Research says Large Language Models may generate toxic content & expose private information
GPT models handle toxicity with hidden methods. Koyejo states that popular models lack transparency, motivating research into potential issues.

Highlights
- Researchers warn that the perception of Large Language Models(LLMs) as flawless is risky
- Investigation reveals privacy leakage in GPT models inadvertently disclosing sensitive data
- Researchers stress that scepticism is essential when dealing with AI interfaces
Researchers found the extensive language model lacks transparency and can expose private information.
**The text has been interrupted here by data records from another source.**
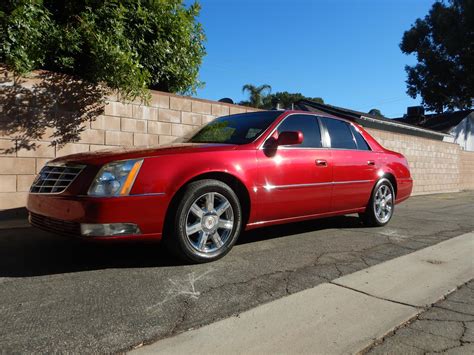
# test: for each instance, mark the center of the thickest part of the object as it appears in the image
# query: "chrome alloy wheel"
(209, 222)
(383, 203)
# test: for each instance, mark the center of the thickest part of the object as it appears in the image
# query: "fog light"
(111, 229)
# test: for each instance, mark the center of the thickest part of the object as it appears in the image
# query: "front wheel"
(380, 209)
(207, 222)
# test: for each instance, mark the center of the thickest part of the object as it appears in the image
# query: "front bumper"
(65, 214)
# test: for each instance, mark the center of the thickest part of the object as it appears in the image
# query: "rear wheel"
(380, 209)
(207, 222)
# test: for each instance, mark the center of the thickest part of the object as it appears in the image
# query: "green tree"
(256, 94)
(128, 45)
(444, 45)
(286, 99)
(376, 112)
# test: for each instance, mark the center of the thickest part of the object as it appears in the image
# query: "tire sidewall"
(381, 182)
(193, 192)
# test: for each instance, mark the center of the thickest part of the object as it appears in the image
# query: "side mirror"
(290, 138)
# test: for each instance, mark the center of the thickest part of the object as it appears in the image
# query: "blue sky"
(345, 51)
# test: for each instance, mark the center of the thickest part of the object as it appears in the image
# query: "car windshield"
(235, 129)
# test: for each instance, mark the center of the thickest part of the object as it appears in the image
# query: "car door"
(354, 165)
(295, 180)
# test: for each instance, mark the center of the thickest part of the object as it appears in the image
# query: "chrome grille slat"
(54, 179)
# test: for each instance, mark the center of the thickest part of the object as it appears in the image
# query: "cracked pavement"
(65, 295)
(447, 327)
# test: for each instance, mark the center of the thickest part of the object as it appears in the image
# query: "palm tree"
(257, 93)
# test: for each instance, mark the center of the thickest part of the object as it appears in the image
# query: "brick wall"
(467, 170)
(435, 166)
(166, 118)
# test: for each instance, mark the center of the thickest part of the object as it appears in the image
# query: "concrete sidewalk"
(344, 316)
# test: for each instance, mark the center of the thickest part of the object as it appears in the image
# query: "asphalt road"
(447, 328)
(63, 295)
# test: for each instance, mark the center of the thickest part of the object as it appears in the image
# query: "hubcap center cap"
(209, 223)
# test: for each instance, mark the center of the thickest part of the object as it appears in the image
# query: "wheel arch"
(390, 177)
(231, 180)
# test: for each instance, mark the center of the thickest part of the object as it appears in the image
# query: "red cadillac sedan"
(238, 172)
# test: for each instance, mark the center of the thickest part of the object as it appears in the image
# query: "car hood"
(105, 156)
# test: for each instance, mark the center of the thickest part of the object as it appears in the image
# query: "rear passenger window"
(339, 133)
(308, 125)
(361, 143)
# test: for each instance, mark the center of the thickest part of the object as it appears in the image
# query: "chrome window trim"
(325, 137)
(283, 120)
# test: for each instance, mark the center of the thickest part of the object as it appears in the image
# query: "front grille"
(55, 225)
(54, 179)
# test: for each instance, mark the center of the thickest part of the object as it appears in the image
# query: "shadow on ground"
(30, 252)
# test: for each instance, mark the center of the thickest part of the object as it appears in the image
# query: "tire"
(207, 222)
(381, 205)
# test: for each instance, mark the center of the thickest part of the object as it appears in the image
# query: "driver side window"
(308, 125)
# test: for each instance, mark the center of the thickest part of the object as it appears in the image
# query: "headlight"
(115, 179)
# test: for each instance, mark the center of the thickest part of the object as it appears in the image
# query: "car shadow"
(26, 252)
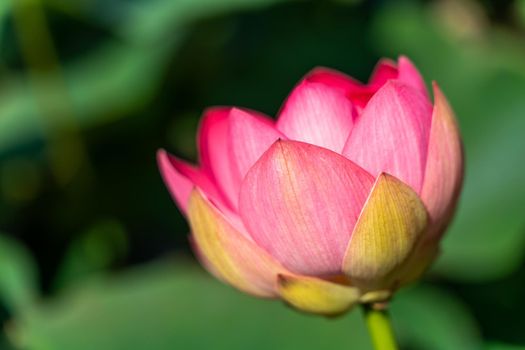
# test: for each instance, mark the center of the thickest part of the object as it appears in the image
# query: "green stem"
(380, 328)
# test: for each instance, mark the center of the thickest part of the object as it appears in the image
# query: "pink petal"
(409, 75)
(333, 78)
(300, 203)
(384, 71)
(181, 177)
(444, 168)
(227, 253)
(250, 136)
(215, 153)
(317, 113)
(391, 135)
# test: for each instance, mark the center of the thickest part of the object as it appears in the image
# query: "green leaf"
(18, 286)
(148, 36)
(431, 319)
(169, 306)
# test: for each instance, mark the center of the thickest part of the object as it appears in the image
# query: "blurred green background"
(93, 253)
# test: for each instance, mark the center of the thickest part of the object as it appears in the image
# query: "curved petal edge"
(316, 296)
(387, 231)
(230, 254)
(444, 168)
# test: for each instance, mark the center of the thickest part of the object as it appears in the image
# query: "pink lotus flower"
(342, 200)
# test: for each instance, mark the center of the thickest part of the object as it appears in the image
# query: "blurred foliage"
(119, 79)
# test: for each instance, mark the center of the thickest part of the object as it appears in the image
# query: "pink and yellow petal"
(251, 135)
(317, 113)
(233, 257)
(215, 152)
(391, 135)
(317, 296)
(444, 167)
(300, 202)
(389, 227)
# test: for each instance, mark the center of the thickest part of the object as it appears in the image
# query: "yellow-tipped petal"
(389, 226)
(317, 296)
(229, 254)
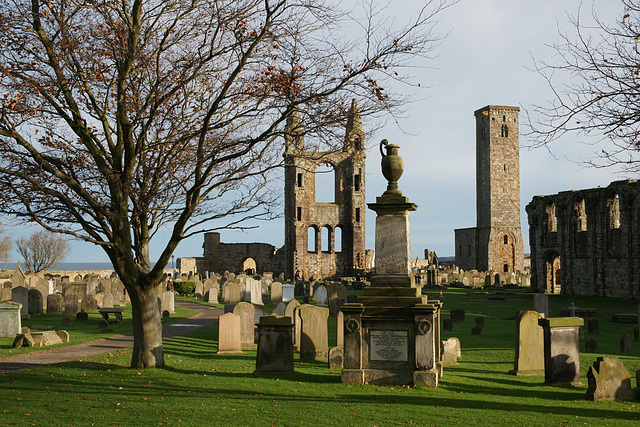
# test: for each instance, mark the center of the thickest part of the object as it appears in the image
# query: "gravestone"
(229, 334)
(280, 309)
(168, 302)
(314, 334)
(626, 344)
(340, 329)
(608, 379)
(70, 304)
(451, 351)
(336, 358)
(275, 346)
(54, 304)
(561, 350)
(247, 324)
(541, 304)
(457, 315)
(35, 302)
(321, 295)
(529, 357)
(235, 293)
(276, 293)
(10, 319)
(213, 294)
(20, 294)
(288, 292)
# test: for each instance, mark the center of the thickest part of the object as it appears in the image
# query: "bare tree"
(119, 119)
(42, 250)
(599, 97)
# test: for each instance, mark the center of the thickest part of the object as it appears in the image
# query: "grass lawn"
(80, 332)
(199, 387)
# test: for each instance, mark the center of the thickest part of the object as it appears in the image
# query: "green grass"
(199, 387)
(80, 332)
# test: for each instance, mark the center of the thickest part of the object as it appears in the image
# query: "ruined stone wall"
(496, 243)
(587, 242)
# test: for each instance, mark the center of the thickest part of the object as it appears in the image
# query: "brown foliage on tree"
(42, 250)
(119, 119)
(599, 99)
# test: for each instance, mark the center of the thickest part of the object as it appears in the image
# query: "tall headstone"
(20, 294)
(390, 334)
(541, 304)
(529, 357)
(247, 323)
(561, 350)
(229, 333)
(10, 319)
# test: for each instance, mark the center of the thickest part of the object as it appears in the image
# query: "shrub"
(184, 287)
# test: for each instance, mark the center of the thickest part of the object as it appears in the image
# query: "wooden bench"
(117, 311)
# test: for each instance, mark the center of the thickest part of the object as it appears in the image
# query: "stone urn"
(392, 166)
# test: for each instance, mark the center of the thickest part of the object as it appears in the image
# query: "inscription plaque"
(389, 346)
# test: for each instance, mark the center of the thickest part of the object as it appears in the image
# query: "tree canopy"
(120, 119)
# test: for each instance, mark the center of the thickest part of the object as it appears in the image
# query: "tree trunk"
(147, 328)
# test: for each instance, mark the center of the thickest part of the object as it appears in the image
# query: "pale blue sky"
(483, 61)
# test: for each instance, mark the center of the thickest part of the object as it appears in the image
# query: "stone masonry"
(587, 242)
(495, 244)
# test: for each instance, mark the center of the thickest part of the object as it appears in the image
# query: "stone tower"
(341, 222)
(495, 244)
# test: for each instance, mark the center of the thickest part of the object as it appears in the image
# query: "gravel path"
(207, 316)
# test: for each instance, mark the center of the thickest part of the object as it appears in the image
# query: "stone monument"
(391, 332)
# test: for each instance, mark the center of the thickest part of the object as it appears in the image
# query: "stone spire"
(354, 138)
(294, 132)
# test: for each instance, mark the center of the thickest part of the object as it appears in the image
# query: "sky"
(485, 60)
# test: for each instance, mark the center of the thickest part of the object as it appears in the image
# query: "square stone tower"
(495, 244)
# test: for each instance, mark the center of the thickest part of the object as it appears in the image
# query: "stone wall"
(587, 242)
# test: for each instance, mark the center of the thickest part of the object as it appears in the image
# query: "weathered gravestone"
(321, 295)
(336, 357)
(10, 319)
(276, 293)
(54, 304)
(591, 345)
(20, 294)
(561, 350)
(275, 346)
(229, 333)
(314, 341)
(35, 302)
(608, 379)
(529, 357)
(451, 351)
(247, 323)
(287, 292)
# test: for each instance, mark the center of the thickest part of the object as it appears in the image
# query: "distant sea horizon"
(72, 266)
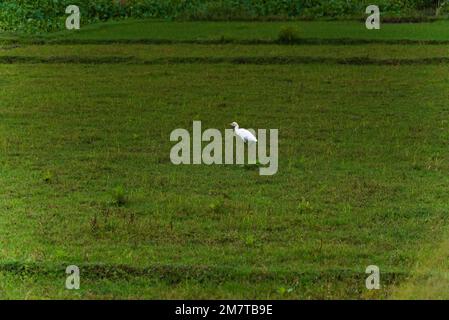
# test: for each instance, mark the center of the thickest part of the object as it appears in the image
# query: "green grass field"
(363, 162)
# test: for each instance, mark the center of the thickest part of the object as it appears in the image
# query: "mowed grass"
(161, 30)
(362, 175)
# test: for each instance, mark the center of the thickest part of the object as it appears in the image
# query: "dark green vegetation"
(86, 177)
(49, 15)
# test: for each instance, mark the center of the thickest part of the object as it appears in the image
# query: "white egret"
(244, 134)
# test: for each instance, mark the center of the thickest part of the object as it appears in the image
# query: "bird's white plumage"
(244, 134)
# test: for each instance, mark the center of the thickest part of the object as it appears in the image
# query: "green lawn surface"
(362, 175)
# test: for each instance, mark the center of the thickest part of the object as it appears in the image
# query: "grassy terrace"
(362, 177)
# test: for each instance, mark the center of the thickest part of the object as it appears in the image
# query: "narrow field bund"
(293, 60)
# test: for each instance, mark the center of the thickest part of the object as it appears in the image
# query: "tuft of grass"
(119, 197)
(304, 206)
(288, 35)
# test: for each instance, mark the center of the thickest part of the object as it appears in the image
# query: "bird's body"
(243, 134)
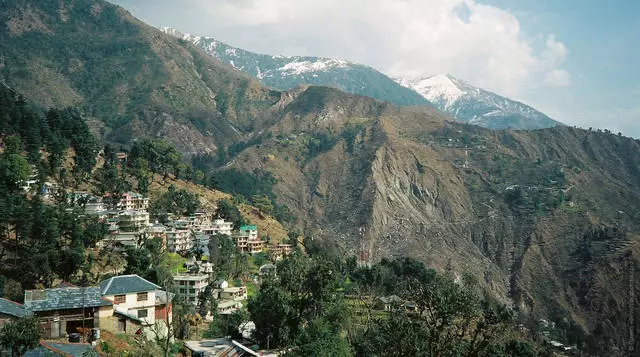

Despite concerns about hallucinations, misinformation, and bias in generative AI, more than half of the respondents expressed their willingness to utilise this emerging technology for critical areas such as medical advice and financial planning.
Researchers Sanmi Koyejo from Stanford and Bo Li from the University of Illinois Urbana-Champaign, along with collaborators from UC Berkeley and Microsoft Research, aimed to address this issue in their recent study on GPT models, which they've shared on the arXiv preprint server.
Trust issues in GPT models perceived flawlessness
Li emphasises, "Many people perceive large language models as flawless compared to other models, which is risky, especially for crucial domains. Our research underscores that these models aren't currently dependable enough for critical tasks."
- Elon Musk’s Starlink satellite internet services could soon reach India, regulatory approval pending
Exercise caution
Current GPT models handle toxicity in ways that aren't fully transparent. Koyejo notes, "Many popular models are closed-off and lack transparency, so we're not privy to the intricacies of their training processes." This lack of transparency prompted the researchers to delve into this area, aiming to identify potential pitfalls.
Upon testing benign prompts, Koyejo and Li discovered that GPT-3.5 and GPT-4 did indeed reduce toxic outputs significantly compared to previous models. However, the probability of toxicity still hovered around 32 percent. When presented with adversarial prompts—explicitly instructing the model to produce toxic content—the probability of generating toxicity surged to 100 percent.
GPT models' privacy leaks & bias uncovered
GPT models leaked private data and exhibited biases. GPT-4 had more leaks, indicating responsiveness to prompts. Despite improvements, risks of harmful content persist. Benchmark studies expose behavioral gaps. Koyejo and Li call for unbiased research and user skepticism, emphasizing human oversight. Original research remains essential in navigating AI's evolving landscape.